A COVID-19 e todas as crises ambientais e socioeconômicas que vieram atreladas e/ou foram agravadas por ela são consequência das mazelas intrinsecamente atreladas à lógica de excessos do nosso atual modelo de “desenvolvimento”. A crise sanitária vai passar, porém os EPIs e plásticos descartados na natureza se perpetuarão por centenas de anos. Enquanto a lógica do sistema não for alterada será uma simples questão de tempo até novos vírus aparecerem. O meio ambiente vai continuar sendo explorado de forma insustentável e as desigualdades globais só ficarão cada vez mais graves. Como cientista da área ambiental, acredito que tenho pouca propriedade para discutir com mais profundidade questões sociais, econômicas e políticas. Entretanto, a pandemia despertou meu interesse em outras áreas do conhecimento. Esse modelo de “desenvolvimento” defasado cumpre muito bem o seu papel em formar excelentes profissionais excepcionalmente técnicos em suas respectivas áreas, mas que, muitas vezes, deixam a desejar em questões sociais, éticas e morais.
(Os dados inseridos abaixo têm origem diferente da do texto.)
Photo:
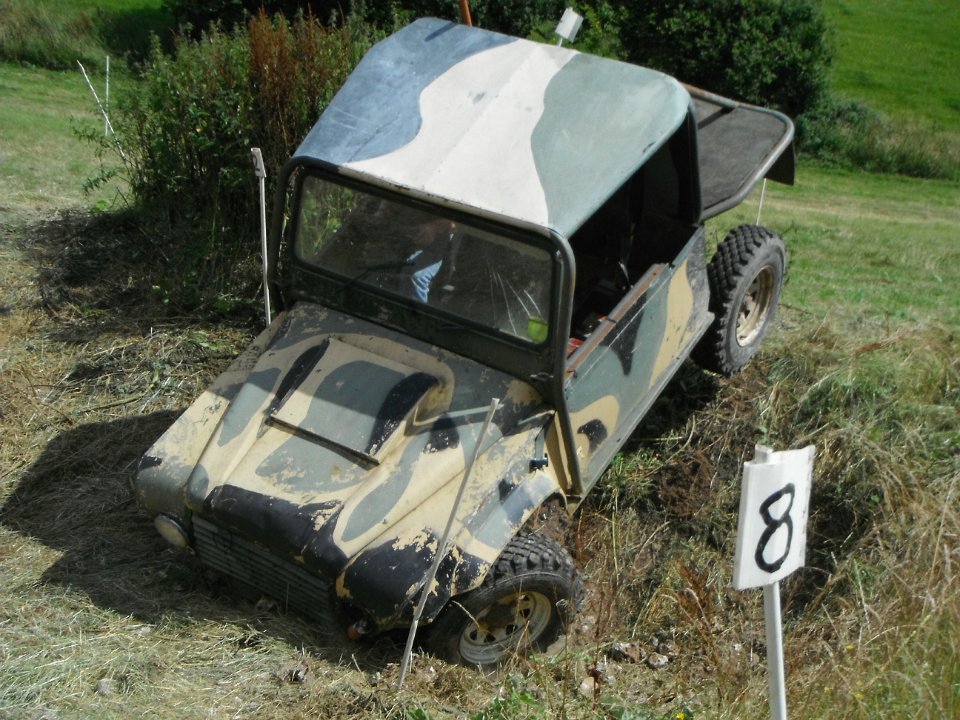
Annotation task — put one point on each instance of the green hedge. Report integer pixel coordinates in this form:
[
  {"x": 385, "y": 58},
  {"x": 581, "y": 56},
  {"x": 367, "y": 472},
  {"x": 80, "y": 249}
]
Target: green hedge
[{"x": 188, "y": 126}]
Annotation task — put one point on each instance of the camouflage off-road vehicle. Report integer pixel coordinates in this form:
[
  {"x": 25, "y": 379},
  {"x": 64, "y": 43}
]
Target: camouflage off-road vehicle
[{"x": 475, "y": 216}]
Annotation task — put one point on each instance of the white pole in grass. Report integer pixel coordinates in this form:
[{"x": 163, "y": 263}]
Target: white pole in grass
[
  {"x": 772, "y": 542},
  {"x": 261, "y": 172},
  {"x": 106, "y": 97},
  {"x": 103, "y": 112},
  {"x": 442, "y": 545},
  {"x": 568, "y": 27}
]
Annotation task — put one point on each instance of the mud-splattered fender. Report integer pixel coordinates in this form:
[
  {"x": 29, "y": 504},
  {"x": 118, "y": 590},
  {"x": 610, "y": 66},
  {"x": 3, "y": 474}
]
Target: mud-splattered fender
[
  {"x": 491, "y": 514},
  {"x": 166, "y": 466}
]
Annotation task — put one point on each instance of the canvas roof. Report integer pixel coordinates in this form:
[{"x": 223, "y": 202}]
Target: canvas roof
[{"x": 523, "y": 131}]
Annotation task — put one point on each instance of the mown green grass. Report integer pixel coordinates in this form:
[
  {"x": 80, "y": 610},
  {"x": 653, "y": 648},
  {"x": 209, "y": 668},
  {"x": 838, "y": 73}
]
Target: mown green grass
[
  {"x": 873, "y": 251},
  {"x": 900, "y": 56},
  {"x": 54, "y": 34},
  {"x": 43, "y": 165}
]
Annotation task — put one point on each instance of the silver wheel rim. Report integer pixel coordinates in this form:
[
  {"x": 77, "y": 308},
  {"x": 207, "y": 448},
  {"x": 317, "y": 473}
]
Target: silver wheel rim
[
  {"x": 755, "y": 306},
  {"x": 511, "y": 623}
]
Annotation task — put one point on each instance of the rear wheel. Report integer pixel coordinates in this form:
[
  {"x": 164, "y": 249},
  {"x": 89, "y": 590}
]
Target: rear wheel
[
  {"x": 523, "y": 605},
  {"x": 746, "y": 277}
]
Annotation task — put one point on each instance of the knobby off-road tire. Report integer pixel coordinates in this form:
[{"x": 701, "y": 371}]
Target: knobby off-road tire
[
  {"x": 746, "y": 277},
  {"x": 527, "y": 599}
]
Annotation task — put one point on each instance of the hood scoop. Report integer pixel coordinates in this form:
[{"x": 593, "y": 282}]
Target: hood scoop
[{"x": 355, "y": 400}]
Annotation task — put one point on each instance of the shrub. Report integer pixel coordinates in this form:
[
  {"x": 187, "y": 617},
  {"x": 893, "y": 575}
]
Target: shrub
[
  {"x": 188, "y": 129},
  {"x": 768, "y": 52},
  {"x": 850, "y": 134}
]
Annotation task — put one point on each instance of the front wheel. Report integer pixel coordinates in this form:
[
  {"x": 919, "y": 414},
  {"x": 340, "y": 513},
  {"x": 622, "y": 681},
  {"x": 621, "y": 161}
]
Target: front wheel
[
  {"x": 746, "y": 277},
  {"x": 525, "y": 602}
]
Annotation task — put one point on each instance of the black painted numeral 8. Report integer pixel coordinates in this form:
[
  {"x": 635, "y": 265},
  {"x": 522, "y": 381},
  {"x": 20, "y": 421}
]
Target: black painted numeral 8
[{"x": 774, "y": 524}]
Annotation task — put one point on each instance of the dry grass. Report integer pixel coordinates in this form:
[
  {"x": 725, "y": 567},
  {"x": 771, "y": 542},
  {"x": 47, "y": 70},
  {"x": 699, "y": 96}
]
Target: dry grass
[{"x": 99, "y": 619}]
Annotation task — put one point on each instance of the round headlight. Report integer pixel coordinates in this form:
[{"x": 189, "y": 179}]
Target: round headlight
[{"x": 172, "y": 531}]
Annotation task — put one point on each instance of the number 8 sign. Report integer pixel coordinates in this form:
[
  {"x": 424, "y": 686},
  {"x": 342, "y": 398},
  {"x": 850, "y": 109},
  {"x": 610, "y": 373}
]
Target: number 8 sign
[{"x": 772, "y": 527}]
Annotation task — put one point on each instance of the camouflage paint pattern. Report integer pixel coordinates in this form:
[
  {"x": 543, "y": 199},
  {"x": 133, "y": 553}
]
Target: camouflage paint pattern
[
  {"x": 623, "y": 366},
  {"x": 436, "y": 108},
  {"x": 343, "y": 451},
  {"x": 334, "y": 446}
]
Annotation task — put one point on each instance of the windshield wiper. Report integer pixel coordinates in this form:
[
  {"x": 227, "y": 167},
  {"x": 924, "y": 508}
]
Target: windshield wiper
[{"x": 377, "y": 267}]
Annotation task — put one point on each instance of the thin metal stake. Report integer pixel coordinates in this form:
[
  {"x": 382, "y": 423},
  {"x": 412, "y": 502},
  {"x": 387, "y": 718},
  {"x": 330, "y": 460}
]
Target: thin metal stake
[
  {"x": 774, "y": 637},
  {"x": 442, "y": 547},
  {"x": 763, "y": 191}
]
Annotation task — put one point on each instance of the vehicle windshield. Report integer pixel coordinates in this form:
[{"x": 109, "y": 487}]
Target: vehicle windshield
[{"x": 473, "y": 273}]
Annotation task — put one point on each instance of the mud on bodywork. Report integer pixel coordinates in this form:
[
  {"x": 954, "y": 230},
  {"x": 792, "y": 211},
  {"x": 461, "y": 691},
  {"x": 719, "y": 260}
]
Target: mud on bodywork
[
  {"x": 323, "y": 465},
  {"x": 341, "y": 452}
]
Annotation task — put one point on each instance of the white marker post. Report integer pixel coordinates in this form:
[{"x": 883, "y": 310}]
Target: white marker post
[
  {"x": 261, "y": 172},
  {"x": 772, "y": 543},
  {"x": 568, "y": 27}
]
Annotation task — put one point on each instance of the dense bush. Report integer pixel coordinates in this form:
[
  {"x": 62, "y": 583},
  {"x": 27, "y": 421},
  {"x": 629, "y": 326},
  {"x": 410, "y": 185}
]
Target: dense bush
[
  {"x": 769, "y": 52},
  {"x": 850, "y": 134},
  {"x": 188, "y": 128}
]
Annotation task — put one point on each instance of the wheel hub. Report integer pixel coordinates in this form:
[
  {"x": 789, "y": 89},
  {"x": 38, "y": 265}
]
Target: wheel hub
[
  {"x": 510, "y": 623},
  {"x": 755, "y": 306}
]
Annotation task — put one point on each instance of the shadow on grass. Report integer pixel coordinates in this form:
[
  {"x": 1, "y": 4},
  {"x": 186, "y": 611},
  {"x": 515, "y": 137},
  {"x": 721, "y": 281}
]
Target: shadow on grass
[{"x": 78, "y": 498}]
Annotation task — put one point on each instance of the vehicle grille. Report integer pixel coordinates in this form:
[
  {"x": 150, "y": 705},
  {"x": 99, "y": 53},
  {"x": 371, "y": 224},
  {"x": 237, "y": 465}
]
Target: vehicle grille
[{"x": 292, "y": 586}]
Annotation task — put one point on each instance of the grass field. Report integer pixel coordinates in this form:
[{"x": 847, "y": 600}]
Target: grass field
[
  {"x": 42, "y": 163},
  {"x": 99, "y": 619},
  {"x": 900, "y": 57}
]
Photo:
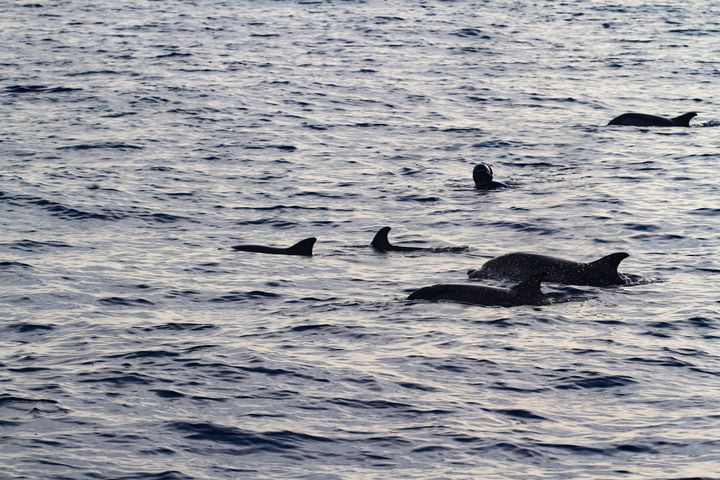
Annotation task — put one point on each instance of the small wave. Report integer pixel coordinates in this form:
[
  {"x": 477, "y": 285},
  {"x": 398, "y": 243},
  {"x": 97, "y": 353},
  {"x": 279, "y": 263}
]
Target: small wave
[
  {"x": 272, "y": 441},
  {"x": 125, "y": 302},
  {"x": 33, "y": 246},
  {"x": 55, "y": 208},
  {"x": 244, "y": 296},
  {"x": 174, "y": 54},
  {"x": 498, "y": 144},
  {"x": 519, "y": 413},
  {"x": 92, "y": 72},
  {"x": 108, "y": 145},
  {"x": 471, "y": 32},
  {"x": 284, "y": 148},
  {"x": 22, "y": 89},
  {"x": 30, "y": 327},
  {"x": 179, "y": 327},
  {"x": 706, "y": 212},
  {"x": 118, "y": 378},
  {"x": 14, "y": 265},
  {"x": 598, "y": 381},
  {"x": 164, "y": 393},
  {"x": 165, "y": 475}
]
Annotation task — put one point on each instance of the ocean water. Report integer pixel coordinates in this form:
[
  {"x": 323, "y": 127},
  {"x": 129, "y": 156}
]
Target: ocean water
[{"x": 141, "y": 140}]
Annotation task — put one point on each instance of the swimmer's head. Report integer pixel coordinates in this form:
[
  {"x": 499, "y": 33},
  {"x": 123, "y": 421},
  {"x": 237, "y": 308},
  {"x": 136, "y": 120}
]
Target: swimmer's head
[{"x": 482, "y": 175}]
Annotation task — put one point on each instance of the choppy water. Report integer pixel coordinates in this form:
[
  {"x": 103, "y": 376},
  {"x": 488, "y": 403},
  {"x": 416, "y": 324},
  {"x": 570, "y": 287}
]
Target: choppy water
[{"x": 140, "y": 141}]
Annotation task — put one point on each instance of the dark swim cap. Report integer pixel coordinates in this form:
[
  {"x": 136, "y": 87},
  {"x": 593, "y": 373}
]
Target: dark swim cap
[{"x": 482, "y": 173}]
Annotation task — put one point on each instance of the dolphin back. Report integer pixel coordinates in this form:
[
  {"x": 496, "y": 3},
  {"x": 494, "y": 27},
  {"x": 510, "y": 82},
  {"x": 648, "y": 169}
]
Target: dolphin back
[
  {"x": 684, "y": 119},
  {"x": 303, "y": 248},
  {"x": 530, "y": 287}
]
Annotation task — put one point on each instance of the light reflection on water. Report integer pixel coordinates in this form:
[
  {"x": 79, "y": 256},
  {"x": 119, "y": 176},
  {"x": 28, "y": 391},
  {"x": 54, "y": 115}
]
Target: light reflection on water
[{"x": 142, "y": 142}]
Participar deste todo é dever e responsabilidade de qualquer ser humano que viva em sociedade. Se existe um outro modelo plausível de desenvolvimento e/ou uma solução para mitigar os excessos e desenvolver políticas públicas mais efetivas para os problemas reais que enfrentamos, hoje eu não sei. Mas acredito que a integração de diferentes visões e ampla discussão sobre o assunto é fundamental para desenvolvermos novas perspectivas e não perdermos a esperança de construir um mundo melhor...


 

Para quem gostou do texto, seguem algumas sugestões de leitura:


A. Kimini, “How the COVID-19 plastic boom could save the oil industry,” OilPrice.com (2020).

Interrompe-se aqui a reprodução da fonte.